The truth is that stress is inescapable. Bearing that in mind, Susan David, writing for Harvard Business Review, says we should change focus and embrace it as a powerful tool, rather than fight a perpetual battle against it.

She bucks the popular view by asserting: “You don’t need to get rid of stress to live a happy, fulfilling life.

“Many self-help models suggest that a satisfying life can only be found when you get rid of negative thoughts and feelings. But in my work on ‘emotional agility’ I’ve found that attempting to get rid of stress can actually make you more stressed.”

Ride the storm instead

Instead of trying to ignore or squash stressful feelings, Susan’s advice is to acknowledge and accept the emotional effects of a situation, ride the storm, then emerge with more strength and resilience.

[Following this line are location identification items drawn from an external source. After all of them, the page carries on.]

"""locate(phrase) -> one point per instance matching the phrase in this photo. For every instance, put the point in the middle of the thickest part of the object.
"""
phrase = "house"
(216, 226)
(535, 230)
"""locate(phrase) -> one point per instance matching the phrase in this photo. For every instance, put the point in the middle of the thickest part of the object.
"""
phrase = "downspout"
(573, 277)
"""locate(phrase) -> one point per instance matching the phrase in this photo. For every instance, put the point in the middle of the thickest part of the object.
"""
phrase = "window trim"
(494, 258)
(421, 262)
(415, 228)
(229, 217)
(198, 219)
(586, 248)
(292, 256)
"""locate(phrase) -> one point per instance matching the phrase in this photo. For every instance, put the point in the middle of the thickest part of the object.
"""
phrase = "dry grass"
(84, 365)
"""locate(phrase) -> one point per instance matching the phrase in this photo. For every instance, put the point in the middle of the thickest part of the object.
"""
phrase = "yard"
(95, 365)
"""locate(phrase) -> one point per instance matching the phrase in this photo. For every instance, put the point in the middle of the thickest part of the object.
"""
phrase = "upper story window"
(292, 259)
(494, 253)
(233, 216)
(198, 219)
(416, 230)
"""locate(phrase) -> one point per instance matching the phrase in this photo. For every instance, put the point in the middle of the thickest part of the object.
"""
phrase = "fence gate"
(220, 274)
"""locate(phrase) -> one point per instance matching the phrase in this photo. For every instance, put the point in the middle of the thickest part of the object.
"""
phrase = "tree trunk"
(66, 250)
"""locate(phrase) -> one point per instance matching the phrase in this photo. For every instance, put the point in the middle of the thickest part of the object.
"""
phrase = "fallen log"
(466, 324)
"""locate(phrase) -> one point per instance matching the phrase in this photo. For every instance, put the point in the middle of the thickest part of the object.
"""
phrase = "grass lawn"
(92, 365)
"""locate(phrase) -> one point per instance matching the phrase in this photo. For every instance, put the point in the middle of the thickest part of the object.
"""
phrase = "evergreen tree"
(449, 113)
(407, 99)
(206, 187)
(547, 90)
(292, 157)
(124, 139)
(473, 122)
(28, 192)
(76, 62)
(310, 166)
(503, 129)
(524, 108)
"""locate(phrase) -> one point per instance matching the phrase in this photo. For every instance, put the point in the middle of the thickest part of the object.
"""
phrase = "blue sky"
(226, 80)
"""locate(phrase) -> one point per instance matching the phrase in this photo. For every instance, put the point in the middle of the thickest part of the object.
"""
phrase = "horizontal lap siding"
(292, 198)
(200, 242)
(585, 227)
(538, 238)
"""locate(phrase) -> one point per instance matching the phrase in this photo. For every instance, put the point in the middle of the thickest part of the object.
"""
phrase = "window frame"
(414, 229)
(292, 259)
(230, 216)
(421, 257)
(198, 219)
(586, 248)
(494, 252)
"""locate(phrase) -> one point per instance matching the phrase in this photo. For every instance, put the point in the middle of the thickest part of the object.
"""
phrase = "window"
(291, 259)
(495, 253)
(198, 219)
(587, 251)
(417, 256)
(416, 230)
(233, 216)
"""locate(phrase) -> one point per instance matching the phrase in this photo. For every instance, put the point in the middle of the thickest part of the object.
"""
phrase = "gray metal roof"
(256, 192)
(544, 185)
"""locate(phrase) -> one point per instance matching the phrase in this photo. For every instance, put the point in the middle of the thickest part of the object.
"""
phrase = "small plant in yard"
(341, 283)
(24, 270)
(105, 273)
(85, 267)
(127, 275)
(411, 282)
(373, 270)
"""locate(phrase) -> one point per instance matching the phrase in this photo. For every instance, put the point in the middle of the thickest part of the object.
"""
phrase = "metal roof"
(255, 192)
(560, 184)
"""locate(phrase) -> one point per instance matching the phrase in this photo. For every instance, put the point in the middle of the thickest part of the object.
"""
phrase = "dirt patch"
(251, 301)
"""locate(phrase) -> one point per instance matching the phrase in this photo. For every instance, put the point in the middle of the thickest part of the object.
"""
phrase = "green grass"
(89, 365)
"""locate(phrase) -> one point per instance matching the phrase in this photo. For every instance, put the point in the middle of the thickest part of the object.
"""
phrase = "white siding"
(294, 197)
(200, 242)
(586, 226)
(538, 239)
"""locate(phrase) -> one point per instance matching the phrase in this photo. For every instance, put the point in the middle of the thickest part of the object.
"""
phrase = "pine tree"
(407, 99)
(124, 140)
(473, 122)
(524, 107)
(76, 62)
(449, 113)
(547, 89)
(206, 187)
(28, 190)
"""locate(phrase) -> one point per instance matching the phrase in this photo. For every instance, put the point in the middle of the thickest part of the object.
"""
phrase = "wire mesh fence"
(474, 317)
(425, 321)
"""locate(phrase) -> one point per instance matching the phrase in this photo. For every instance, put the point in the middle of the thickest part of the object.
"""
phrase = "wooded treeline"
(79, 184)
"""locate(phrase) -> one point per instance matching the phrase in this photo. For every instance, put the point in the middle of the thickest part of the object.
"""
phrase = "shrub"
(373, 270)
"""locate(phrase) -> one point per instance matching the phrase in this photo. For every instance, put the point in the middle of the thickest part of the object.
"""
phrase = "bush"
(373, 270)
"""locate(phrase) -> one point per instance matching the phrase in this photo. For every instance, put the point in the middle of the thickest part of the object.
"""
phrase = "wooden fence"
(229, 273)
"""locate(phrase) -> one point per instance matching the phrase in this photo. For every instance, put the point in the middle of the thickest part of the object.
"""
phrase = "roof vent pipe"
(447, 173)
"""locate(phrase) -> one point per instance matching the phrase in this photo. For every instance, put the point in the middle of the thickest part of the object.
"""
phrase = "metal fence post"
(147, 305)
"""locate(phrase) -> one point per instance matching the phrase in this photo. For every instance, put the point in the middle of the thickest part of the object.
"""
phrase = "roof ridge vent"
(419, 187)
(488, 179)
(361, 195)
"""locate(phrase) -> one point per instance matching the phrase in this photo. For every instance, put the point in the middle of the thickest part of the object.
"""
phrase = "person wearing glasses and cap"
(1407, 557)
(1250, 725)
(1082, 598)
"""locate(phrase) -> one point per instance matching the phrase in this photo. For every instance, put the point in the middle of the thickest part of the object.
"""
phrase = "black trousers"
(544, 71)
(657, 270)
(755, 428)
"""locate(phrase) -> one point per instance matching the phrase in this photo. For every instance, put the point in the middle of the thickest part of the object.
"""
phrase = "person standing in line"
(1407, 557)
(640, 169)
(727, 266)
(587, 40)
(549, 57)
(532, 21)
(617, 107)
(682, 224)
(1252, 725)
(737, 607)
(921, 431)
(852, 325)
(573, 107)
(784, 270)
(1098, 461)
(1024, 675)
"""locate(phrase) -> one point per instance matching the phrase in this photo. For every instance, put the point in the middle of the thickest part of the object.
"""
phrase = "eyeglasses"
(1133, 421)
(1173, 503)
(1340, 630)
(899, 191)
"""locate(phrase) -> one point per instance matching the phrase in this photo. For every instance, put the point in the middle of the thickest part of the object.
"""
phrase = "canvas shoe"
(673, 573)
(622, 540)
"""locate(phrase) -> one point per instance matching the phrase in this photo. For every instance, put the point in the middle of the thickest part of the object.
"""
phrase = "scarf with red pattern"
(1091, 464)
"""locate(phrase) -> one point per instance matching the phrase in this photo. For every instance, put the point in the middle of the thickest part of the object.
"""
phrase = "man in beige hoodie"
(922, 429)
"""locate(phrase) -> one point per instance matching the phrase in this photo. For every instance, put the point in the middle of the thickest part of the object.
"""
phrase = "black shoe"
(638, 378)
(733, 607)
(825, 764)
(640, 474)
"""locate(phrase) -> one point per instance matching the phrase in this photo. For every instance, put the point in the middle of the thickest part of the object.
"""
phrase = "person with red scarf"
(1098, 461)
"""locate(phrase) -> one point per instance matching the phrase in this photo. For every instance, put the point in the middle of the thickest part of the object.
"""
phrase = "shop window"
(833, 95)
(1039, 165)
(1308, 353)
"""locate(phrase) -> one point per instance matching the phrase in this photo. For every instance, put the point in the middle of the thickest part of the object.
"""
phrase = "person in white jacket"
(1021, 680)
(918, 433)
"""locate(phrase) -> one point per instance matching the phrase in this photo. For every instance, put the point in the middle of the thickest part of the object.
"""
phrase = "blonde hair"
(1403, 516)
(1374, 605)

Disguising feelings under a blanket of positive thoughts or actions might do nothing to quell the stress. Then our failure will make us even more stressed, creating a vicious circle.

Taking the stress response of anxiety and fear back to basics, it is our bodies’ natural weapon when we encounter perceived danger. It speeds our ability to escape both physically and mentally, and it’s crucial to our survival. So why don’t we harness it to help us achieve?

These are Susan’s top three strategies:

1. Change how you think about stress. Altering your take on the physical symptoms you experience when stressed is a sure way to improve your health according to a study by Health Psychology. If you see stress as an instrument to fire you up when you meet testing demands or threats, you are paving the way to push forward rather than stalling.
“When your heart starts beating fast and your palms get sweaty, thank your body: now you can walk into the meeting or interaction feeling ready for anything. This strategy isn’t denial or ‘thinking positively’; it is engaging with our evolutionary reality.”

2. Detach yourself and redefine your self image. “Feeling stressed” is different to “being stressed” – a phrase that indicates this state defines who we are and there is no avoiding it. Simple rewording from “I am stressed” to “I feel stressed” can be enough to break the habit. Susan calls it “unhooking”.
“Try rephrasing your anxiety in your head. Once you step back, even just a bit, you’ll gain the perspective needed to move forward.”

3. Ask yourself why you feel stressed. Take time to delve deeper into your emotional stress response and what triggers it. Look honestly at how you think and behave when you feel stressed and what patterns you recognise that could be altered.

If relieving stress is a battle in itself, why not welcome it, work with it and use it to your advantage?